During that time, Spirikaitis fraudulently transferred about $200,000 into Ruksenas’ Taupa accounts. Starting in early 2009, Spirikaitis transferred about $4,000 twice a month in to Ruksenas accounts, according to court documents.
What’s more, Ruksenas requested Spirikaitis increase the amount of monthly transfers from $8,000 to $9,000 a month, so “Ruksenas could show his family members that he was a successful employee,” court records show.
While Spirikaitis obliged Ruksenas’ request for that $1,000 a month increase, Ruksenas told others that the money deposited into his Taupa accounts were legitimate payments from his employer.
Court documents also show Spirikaitis transferred $9,000 to Ruksenas’ account on June 13, exactly one month before state authorities and the NCUA moved in to liquidate the Cleveland credit union on July 13.
Spirikaitis also allegedly used credit union funds to purchase Ruksenas a Jeep Cherokee.
A final forfeiture order also was approved by a federal court judge last month that allows the federal government to sell a million-dollar home built by Spirikaitis in the Cleveland suburb of Solon. Funds from the sale of the home will be distributed to the NCUA, among others.

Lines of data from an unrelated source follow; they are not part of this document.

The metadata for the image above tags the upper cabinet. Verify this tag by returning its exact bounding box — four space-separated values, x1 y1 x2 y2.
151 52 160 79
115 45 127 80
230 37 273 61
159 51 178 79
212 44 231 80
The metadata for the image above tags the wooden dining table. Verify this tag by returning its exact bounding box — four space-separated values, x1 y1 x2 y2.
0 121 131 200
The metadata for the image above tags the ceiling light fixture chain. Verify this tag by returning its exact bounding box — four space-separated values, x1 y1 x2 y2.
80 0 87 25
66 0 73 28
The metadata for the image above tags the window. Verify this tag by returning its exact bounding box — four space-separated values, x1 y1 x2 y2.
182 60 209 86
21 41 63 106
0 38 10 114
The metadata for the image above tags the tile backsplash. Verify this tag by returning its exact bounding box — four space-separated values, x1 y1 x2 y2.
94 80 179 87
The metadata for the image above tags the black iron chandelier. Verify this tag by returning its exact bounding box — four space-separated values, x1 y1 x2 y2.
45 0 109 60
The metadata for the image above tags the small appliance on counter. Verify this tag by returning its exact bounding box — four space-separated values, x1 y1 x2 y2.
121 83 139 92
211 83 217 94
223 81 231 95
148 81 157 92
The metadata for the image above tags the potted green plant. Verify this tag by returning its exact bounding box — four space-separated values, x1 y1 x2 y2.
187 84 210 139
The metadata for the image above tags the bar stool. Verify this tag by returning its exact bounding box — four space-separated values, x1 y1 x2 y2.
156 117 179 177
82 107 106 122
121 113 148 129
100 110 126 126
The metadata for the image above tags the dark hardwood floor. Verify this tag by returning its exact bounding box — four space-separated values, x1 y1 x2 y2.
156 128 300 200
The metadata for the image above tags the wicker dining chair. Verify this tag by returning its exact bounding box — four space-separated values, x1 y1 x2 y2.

Federal authorities suspect the house was built with money embezzled from the credit union as Spirikaitis was earning only $50,000 annually, according to court papers.
Court documents also revealed that NCUA authorities discovered 10,000 rounds of ammunition and multiple semi-automatic weapons in the credit union's storage room in July when they seized the institution.
What remains a mystery is why Spirikaitis kept these weapons and ammunition in the credit union. Federal prosecutors and the FBI declined to comment on Spirikaitis' intent.